Effectivement. On ne peut pas mettre tous les nanomatériaux dans un même paquet. Par exemple, cela ne rime à rien de stigmatiser le dioxyde de titane en tant que tel. Tout va dépendre du type de dioxyde de titane (qui sera différent selon les applications visées), du type d’utilisation…. Toute la difficulté consiste à établir des liens entre un ensemble de paramètres physico-chimiques et un type de risques.

 

 

Comment traiter la question des risques associés à la diffusion des nanoparticules ?

 

Il faut faire un travail poussé de caractérisation des particules pour définir les propriétés physico-chimiques de chaque nanomatériau avant toute évaluation de risque. Cela veut dire choisir les bons outils de mesure bien sûr. Mais aussi évaluer le comportement du produit qui contient ces nanoparticules aux différentes étapes clés de son cycle de vie (production, usage, fin de vie), notamment en ce qui concerne le devenir de ces nanoparticules et de leurs modifications éventuelles en fonction de l’environnement auxquelles elles peuvent être confrontées. Toutes ces questions sont complexes et nécessitent donc l’intervention d’acteurs experts.

 

 

 

Pensez-vous que l’on exagère les risques liés aux nanoparticules et aux nanomatériaux ?

 

Pendant une période, les professionnels n’ont probablement pas dispensé assez d’informations. Puis, les médias se sont emparés du sujet qui est malheureusement devenu alors très polémique, alors même que les nanomatériaux présentent un intérêt incontestable pour de nombreuses applications (santé, énergie…) et pour faire face à de nombreux enjeux actuels (remplacement de certaines ressources critiques, économie d’énergie…).

Cependant, dès lors qu’on libère des substances chimiques dans l’environnement, il y a un risque potentiel. Ce n’est jamais anodin. C’est le cas pour toute substance chimique. Il ne faut pas dramatiser, mais en même temps, il faut évaluer ces nouveaux risques, en fonction de chaque cadre d’application, de la toxicité éventuelle et de l’exposition.  Ce qui est nouveau, c’est que les nanomatériaux sont des substances chimiques très complexes et l’évaluation du risque est donc plus difficile à mener.

 

Sources : LNE-nanotech

 

 


 

Le rôle du Laboratoire National de métrologie et d’Essais (LNE) et de l’institut LNE-Nanotech 

 

Le Laboratoire National de métrologie et d’Essais, à l’aide de l’expertise qu’il a pu développer depuis plus de dix ans sur ces sujets et de ses plateformes d’analyse dédiées, travaillent à développer des outils de mesures (instruments, étalons, logiciels de traitement de données) et des protocoles appropriés et à la fiabilité maitrisée. Le but final est d’obtenir des résultats de mesure traçables du point métrologiques et donc comparables entre laboratoires afin d’améliorer la confiance de l’ensemble des acteurs dans ce genre de matériaux.

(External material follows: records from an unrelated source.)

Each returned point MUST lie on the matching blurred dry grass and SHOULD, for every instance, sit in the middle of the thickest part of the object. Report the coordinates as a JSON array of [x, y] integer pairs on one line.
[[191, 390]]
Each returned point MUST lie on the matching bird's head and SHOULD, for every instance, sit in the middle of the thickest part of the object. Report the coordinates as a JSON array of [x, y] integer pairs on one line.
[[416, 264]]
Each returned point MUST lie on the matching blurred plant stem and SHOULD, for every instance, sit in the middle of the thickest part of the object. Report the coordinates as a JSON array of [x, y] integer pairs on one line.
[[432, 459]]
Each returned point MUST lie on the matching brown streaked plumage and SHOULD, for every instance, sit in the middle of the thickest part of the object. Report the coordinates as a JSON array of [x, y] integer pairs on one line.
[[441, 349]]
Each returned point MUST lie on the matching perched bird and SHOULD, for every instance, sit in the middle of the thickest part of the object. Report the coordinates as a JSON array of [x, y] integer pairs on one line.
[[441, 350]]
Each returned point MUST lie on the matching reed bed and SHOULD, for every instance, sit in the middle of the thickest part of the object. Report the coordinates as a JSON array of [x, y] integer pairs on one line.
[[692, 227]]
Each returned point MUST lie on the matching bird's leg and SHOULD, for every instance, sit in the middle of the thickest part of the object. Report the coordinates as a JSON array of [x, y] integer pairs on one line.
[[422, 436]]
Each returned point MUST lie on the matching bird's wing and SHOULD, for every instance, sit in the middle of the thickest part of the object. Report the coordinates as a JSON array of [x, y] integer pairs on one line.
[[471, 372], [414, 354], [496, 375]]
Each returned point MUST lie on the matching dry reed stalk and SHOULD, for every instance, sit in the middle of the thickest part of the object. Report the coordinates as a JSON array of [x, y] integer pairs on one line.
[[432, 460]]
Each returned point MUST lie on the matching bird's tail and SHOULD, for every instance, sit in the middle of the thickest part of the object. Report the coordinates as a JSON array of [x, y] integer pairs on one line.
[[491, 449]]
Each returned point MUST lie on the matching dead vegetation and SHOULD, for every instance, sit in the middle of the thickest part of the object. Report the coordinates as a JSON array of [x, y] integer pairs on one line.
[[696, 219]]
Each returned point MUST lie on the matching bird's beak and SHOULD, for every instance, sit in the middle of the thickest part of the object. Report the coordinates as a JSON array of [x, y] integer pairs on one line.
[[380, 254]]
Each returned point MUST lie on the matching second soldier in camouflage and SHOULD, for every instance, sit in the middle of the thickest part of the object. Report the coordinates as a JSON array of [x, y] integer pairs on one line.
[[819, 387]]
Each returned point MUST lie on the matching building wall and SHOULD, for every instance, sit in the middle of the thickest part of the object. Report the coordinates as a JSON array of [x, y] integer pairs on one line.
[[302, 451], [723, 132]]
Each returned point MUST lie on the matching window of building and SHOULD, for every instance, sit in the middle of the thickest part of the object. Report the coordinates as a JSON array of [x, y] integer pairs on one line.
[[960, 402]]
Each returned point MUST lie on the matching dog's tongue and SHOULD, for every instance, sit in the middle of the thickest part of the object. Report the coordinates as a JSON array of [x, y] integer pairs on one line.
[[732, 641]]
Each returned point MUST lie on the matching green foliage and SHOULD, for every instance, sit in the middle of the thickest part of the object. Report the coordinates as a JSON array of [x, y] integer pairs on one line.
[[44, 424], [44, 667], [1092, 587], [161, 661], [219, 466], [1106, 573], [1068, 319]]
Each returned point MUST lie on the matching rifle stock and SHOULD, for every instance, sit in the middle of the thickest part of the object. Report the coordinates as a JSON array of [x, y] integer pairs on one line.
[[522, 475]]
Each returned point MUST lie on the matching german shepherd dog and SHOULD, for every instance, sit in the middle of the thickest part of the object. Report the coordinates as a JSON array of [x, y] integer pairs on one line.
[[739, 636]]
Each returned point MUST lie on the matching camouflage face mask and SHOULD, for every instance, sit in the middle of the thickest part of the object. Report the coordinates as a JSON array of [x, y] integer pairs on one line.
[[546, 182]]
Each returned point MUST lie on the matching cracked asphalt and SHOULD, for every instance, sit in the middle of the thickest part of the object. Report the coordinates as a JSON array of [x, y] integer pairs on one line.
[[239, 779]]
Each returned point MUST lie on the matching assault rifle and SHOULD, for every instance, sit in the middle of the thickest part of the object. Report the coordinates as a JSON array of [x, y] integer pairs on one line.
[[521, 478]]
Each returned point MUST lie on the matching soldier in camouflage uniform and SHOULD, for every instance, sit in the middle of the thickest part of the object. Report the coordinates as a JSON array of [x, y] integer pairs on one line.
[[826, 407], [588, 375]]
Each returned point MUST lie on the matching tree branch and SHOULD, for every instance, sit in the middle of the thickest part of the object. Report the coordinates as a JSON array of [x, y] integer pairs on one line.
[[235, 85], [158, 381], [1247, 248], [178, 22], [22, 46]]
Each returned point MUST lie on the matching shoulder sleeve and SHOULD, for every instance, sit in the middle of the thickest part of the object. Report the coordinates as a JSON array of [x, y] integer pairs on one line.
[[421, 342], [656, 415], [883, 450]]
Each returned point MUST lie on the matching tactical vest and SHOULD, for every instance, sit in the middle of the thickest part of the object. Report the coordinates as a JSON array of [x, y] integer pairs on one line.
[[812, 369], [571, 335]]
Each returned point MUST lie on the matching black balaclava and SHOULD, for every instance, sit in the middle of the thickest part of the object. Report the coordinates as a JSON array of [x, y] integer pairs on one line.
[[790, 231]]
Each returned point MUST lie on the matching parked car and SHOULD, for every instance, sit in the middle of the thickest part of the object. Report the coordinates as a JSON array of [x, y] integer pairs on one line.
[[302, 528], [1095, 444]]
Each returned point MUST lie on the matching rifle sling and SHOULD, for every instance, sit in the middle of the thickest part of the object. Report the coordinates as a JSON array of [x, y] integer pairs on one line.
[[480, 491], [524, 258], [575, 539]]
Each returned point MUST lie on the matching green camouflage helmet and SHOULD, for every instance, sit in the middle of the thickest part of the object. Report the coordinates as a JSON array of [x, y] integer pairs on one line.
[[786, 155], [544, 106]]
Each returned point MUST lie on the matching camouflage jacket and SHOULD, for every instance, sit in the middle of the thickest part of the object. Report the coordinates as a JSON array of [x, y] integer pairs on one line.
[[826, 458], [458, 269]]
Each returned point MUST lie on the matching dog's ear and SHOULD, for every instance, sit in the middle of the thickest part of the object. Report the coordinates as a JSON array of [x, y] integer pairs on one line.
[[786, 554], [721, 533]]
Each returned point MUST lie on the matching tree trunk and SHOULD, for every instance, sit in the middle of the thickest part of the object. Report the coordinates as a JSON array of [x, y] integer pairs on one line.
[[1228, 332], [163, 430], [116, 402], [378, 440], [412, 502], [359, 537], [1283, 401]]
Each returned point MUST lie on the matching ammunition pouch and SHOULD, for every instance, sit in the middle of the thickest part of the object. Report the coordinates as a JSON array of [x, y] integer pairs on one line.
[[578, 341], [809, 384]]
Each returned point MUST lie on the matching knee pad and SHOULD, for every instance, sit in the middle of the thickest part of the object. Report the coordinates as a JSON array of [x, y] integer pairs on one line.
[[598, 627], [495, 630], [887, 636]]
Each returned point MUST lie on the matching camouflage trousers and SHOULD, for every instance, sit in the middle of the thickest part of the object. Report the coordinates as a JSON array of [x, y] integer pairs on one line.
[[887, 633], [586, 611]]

Il s’agit de parvenir à fournir des données de haute qualité pour une grande variété de nanomatériaux, de propriétés et de milieux : matrices environnementales (air, eau, suies), matrices biologiques (milieux de culture, cellules..), matrices industrielles (produits alimentaires, cosmétiques, peintures…) en réponse aux multiples enjeux associés (maitrise des performances, contrôle qualité, exigences réglementaires, support à l’évaluation des risques).